Reflections on the Foreign Body and the Politics of Death on the Yanomami Indigenous Land Yanomami
DOI:
https://doi.org/10.12957/epp.2023.80194Keywords:
necropolitics, unheimlich, yanomami, psychoanalysisAbstract
This article aims to analyze the relationship between the concepts of necropolitics, proposed by Achille Mbembe, and unheimlich, developed by Sigmund Freud. Through this possibility of intersection, the situation faced by the Yanomami in northern Brazil can be analyzed, in which several indigenous people had their lands invaded and their rights violated, leading them to a serious health crisis. The presence of a necropolitical management logic, in which bodies that are not of interest to the State are left on the sidelines, puts populations that are not included in the hegemonic neoliberal discourse at risk.

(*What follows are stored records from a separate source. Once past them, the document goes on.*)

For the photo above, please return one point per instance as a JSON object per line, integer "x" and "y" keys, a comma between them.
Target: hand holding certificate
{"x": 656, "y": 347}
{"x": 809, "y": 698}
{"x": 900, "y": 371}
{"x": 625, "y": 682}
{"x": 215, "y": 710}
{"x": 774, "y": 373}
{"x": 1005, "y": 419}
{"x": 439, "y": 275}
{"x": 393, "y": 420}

In the encounter between this discourse and the stranger, it can be inferred that an unheimlich experience is produced, an encounter with what is most uncomfortable and at the same time familiar to society. Recognizing oneself in the difference that exists in the other creates an escape through elimination, this body is made the enemy and, thus, the support is created to remove it from the scene. Furthermore, this investigation highlights the need to rethink existing ways of dealing with difference, because building a society to the detriment of certain groups that compose it is also destroying itself.